MobileRead Forums - View Single Post - k2pdfopt: optimizes PDFs for viewing on e-readers

willus · 11-22-2018, 08:35 AM

Quote:

Originally Posted by gg4u

oh thank you Willus,

keeping eng.file only will free up some space on disk.

Would you suggest hpw to make best use of k2pdfopt ?

I'd like to reflow a pdf - of scanned images - in a epub containins figures, and chapters.

k2pdfopt seems to detect where images are, I processed the original pdf into OCRed version, and characters are blurred.

I tried to make comparison by using ghostscript and tesseract:
from pdf to tiff, from tiff to txt.

Here, results where quite good but I miss all the figures and markup for chapters.

As final result for written text, I would like to have epub or mobi (sharp rendering of chars) , not pdf , but yet with the figures - and TOC .

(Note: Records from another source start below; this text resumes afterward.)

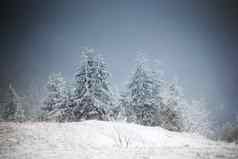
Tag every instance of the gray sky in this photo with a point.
(194, 40)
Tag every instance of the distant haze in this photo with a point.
(196, 41)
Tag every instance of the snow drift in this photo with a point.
(102, 140)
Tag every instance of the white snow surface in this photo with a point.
(105, 140)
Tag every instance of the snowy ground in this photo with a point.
(105, 140)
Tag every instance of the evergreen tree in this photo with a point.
(56, 96)
(143, 91)
(93, 94)
(13, 110)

Maybe is there another file but txt, that tessearct export to and that will keep images (RTF)?

I could eventually manually mark the TOC - which is correct markup?

What kind of steps should I take to convert pdf in epub containing images and markup ?

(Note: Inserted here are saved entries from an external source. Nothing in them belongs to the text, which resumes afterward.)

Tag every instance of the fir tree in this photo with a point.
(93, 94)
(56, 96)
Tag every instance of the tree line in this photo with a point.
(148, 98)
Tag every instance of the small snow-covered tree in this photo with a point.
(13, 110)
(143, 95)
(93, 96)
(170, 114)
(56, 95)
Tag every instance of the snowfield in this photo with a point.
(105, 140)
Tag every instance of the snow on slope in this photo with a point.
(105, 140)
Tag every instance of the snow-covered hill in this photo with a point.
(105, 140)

I also shared this thread https://www.mobileread.com/forums/sh...d.php?t=312652

Can I also ask you how you approached the problem to be able detect figures in PDF - interested in problem solving

I've collected together my ideas on converting PDFs onto a web page that I've had up for a while. No magic solution, other than maybe trying MS Word if you have access to it. I don't really detect figures--just places where I don't see gaps that would occur between normal rows of text. If I don't find a gap for more than a given span (~1.5 inches), I consider that a figure. Very simplistic.